The aim is to continue the rehabilitation, if possible, in outpatient rehabilitation programmes (via ICU aftercare outpatient clinics), in the first line or from home. At the intake, the conditions for dismissal are already discussed, so that this can be targeted from the start of rehabilitation. Possible remote rehabilitation (via telemonitoring and instructions via video) with the involvement of first-line therapists is a logical continuation of the clinical rehabilitation phase.

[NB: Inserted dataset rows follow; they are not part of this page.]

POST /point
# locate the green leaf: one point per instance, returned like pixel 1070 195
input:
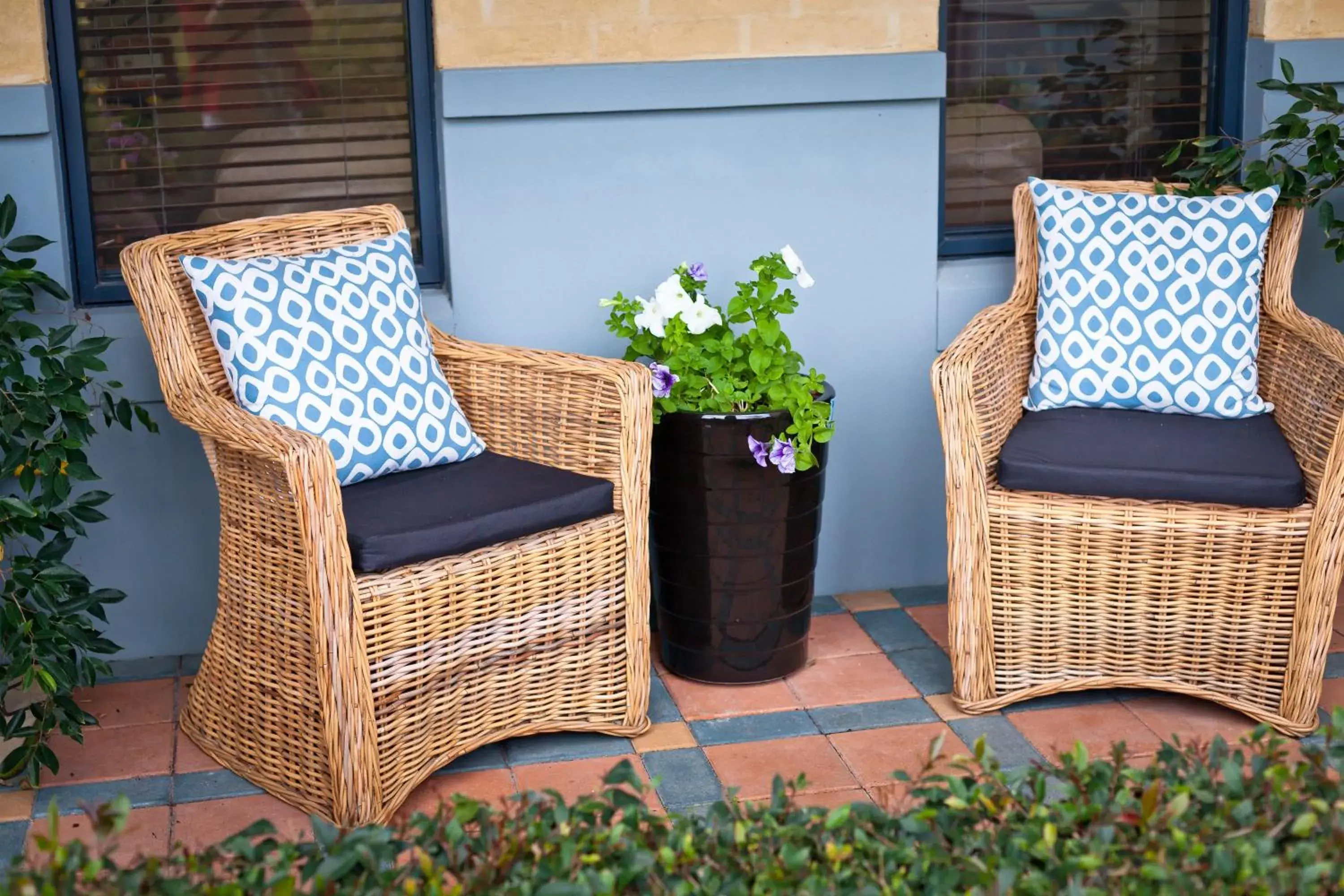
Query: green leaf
pixel 1304 824
pixel 27 244
pixel 1326 214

During the intake by the rehabilitation doctor/AIOS, treatment goals are drawn up in consultation with the patient. Because of the wide variety of possible consequences of PICS and seriousness, this is not a cookbook recipe, rather it requires an individual approach (no different from other diagnostic groups).
The following treatment goals can be considered:

  • Improving general fitness
  • Increase mobility: independent transfers, independent walking, climbing stairs
  • Prevent loss of function: contractures, pulmonary complications and decubitus
  • Respiratory force and adequate coughing techniques
  • ADL independence
  • Improve arm/hand function
  • Insight/coping due to reduced energy
  • Understanding compensation strategies
  • Stable mood (signaling / treating depression, anxiety and PTSD
  • Healthy nutritional status
  • Swallow safely
  • Rehabilitant and partner have insight into the consequences of
Partner counselling; identifying any psychological complaints and overburdening in good time.



Basis of the programme

The overview below forms the basis of the PICS rehabilitation programme after COVID-19. It concerns physiotherapy, sports and needs to be adapted to a tailor-made programme at an individual level during the course of the programme.

3-5x/week physiotherapy:

Improve overall VO2max/fitness. In case of indication: if pulmonary problems are the main complaint. aimed at promoting ventilation, coughing techniques (sputum mobilisation) exercise, increasing inspiratory and expiratory breathing power.

1-2x/week physiotherapy:

Improve overall VO2max/fitness Intensity and frequency by means of possibilities, exertion possibilities of rehabilitant. Indication: if general deconditioning is in the foreground (without important pulmonary component) extra sport.

Patients recovering from COVID-19 can be seen after the recovery phase post-detubation or admission without Intensive Care in the first-line physiotherapy practice. The physiotherapist should be aware, competent and familiar with the clinical picture and the physiotherapeutic possibilities. It is important that the accompanying physical therapist is aware of which rehabilitation has taken place in the hospital and can continue this if necessary. The physical therapist must also be able to signal whether other disciplines (with knowledge of the consequences of COVID-19) such as psychologists and dietitians must be involved.